I think there is, and I think it might give us a clue as to Marvel’s intentions for the two films, as well as future films.
Captain America is really the key here.
The Captain America movie is set to be released a year before the Avengers movie. That makes sense. Add him into the plethora of individual character movies being released before the big team up. But he’s not like the others, and I don’t mean simply that he’s the most important character to the Avengers. He’s a man out of time. His origin isn’t some acid spill or technological genius brain. He’s a super-soldier from the 40’s who wants to smack Hitler right in the face.
So how does he end up fighting with the Avengers?
Well there’s a bomb and a fall and an iceberg and some sketchy science, but let’s just say that he makes it safe and sound to the present – whenever that may be – and helps create the Avengers.
You can’t do Captain America without doing a WWII story. You simply can’t do a Cap story without his origin. Without Bucky and the super-soldier serum and Hitler bashing. It just can’t be done. Or shouldn’t.

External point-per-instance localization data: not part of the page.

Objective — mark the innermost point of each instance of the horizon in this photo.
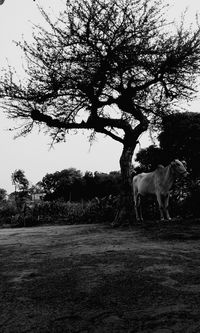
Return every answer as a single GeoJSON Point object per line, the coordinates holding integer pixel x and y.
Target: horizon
{"type": "Point", "coordinates": [32, 154]}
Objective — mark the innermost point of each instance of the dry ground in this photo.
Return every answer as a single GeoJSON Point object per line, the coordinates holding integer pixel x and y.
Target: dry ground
{"type": "Point", "coordinates": [91, 278]}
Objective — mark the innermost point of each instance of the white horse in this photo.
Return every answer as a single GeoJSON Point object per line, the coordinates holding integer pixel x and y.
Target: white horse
{"type": "Point", "coordinates": [159, 183]}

And Marvel have been doing pretty well with their movies. No weird Uma Thurman-Poison Ivy’s happening here, thank you very much. Marvel know just what they’re doing, and that’s to please the fans.
So assuming that the Captain America movie does take place in WWII then it would also make sense that the Avengers movie will be their origin, and that can’t be done without Captain America being found in an iceberg, or something maybe a little more realistic for the 21st century. Find him in a cryogenic chamber or something like that.
We’ve got Joss Whedon given script control over two movies that, in reality, really are a pair. The original then its sequel. The First Avenger: Captain America and the Avengers. It’s even in the title: “First Avenger” anyone? It makes sense that Whedon’s control is because there needs to be a seamless transition between the two movies.
Marvel, as I’ve said, have been doing a great job of adapting their comic-book superheroes and doing it right. Stepping away from the original origins of these two – Cap and the Avengers – would be unlike every step Marvel has taken so far. Especially considering that the movies they are going with are more in line with the original Avengers line up than any of the more modern day ones. In other words, no Hawkeye, no Scarlet Witch, no Black Panther, no Luke Cage.
I must admit that part of this is hope, but I think it’s relatively well reasoned hope and something that I can put some faith in.